ASSOCIATES (2013, November, v. 20, no. 2)

Feature

Touro Law School Gets ‘Psyched’ About Fall Cleanup

Kimberly Barbato

Six years ago, Touro Law School relocated from its campus in Huntington, New York to its current place in Central Islip. This major transition in the history of the law school meant not only changing physical locations but expanding the vision and mission of the school, thereby affecting and making a difference in the local communities of Long Island.

One such example of influence involved the adjacent cemetery of the former Central Islip Psychiatric Center, a potter’s field sitting abandoned and forgotten since the closure of the hospital in 1996. Lying just to the south of Touro Law School, one would never know its existence; its serene fields hidden behind a curtain of overgrowth.

Enter Kenneth Rosenblum, Touro Law School’s Associate Dean. Upon exploration of Touro’s new surroundings, he discovered the unkempt potter’s field – and it wasn’t until he accidentally stumbled on a lawn-level marker bearing only a number that he realized he was walking on graves.

Due to years of neglect, the cemetery had fallen into poor condition. A significant portion of the headstones had been covered in earth and debris, some broken in pieces. Garbage and overgrown vines and shrubs were strewn about in a tangled mess. Entire trees were down. It’s hard to believe that this is the final resting place of African American artist William Henry Johnson and controversial author and feminist Edna Gertrude Beasley.

The state of the Jewish section of the cemetery was hardly any better. The worn-out gates bearing a Star of David emblem on each side had rusted over amongst the overgrown bushes. A few headstones were found underneath a tree stump. There are still graves yet to be found. At this time there are 530 graves, only 93 of which bear the names of the deceased. In life these people suffered; some of them were victims of the Holocaust.

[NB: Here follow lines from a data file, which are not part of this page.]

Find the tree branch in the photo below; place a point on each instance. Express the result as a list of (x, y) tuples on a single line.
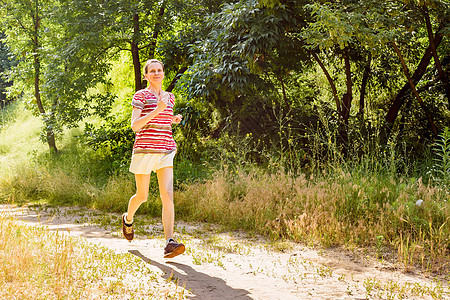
[(413, 88)]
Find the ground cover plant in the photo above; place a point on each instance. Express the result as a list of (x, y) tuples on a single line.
[(39, 264)]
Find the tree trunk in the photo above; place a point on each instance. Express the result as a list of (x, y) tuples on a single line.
[(346, 105), (37, 93), (442, 74), (362, 94), (157, 30), (413, 88), (138, 85), (418, 73), (330, 81)]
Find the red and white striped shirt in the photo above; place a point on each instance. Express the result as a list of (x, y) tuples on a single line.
[(156, 135)]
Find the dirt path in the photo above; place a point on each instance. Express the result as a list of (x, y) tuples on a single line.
[(230, 266)]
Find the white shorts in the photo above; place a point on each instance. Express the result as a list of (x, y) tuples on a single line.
[(147, 163)]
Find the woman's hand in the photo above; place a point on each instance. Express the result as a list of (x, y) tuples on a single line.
[(161, 105), (177, 119)]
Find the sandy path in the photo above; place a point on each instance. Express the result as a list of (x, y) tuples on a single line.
[(229, 266)]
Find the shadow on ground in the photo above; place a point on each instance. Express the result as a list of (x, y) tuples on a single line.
[(201, 285)]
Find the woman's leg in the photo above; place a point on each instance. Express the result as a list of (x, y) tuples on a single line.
[(142, 185), (165, 181)]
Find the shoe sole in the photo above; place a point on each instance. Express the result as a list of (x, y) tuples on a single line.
[(175, 252), (123, 224)]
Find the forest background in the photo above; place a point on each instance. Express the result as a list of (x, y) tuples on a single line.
[(322, 122)]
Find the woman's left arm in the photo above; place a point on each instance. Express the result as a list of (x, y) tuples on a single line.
[(177, 119)]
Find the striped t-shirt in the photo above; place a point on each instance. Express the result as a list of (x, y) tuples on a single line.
[(156, 135)]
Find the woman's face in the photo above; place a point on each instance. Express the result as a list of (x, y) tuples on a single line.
[(155, 73)]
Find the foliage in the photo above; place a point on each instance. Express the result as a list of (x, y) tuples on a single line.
[(442, 160)]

In life, they bore a number tattooed on their arm and in death they would continue to bear a number. Moved by this thought, Dean Rosenblum, along with Touro staff, students, faculty and members of the Jewish community, began an initiative to clean up and repair the cemetery. After six years, Touro was allowed full access by New York State to this cemetery.

This year, Touro decided to designate part of the cemetery cleanup as a first-year student orientation community service project. Staff and faculty were invited to join in, including members of the library and yours truly.

Over the following weeks and multiple trips to the cemetery, the mess began to clear: headstones were found, mapped, and made visible again, fallen limbs and trash removed, the grass was cut, shrubs trimmed back to a more manageable level, leaves raked and gathered. A memorial service was recently held in memory of those interred there, along with a burial of religious Jewish texts that were damaged beyond repair during Hurricane Sandy.

Plans are currently underway to install a new wrought iron fence, gate, sign, park benches around the perimeter, and new landscaping. This community service project is just one of many examples of the ways in which Touro Law School has affected Central Islip and made a difference in many Long Island communities.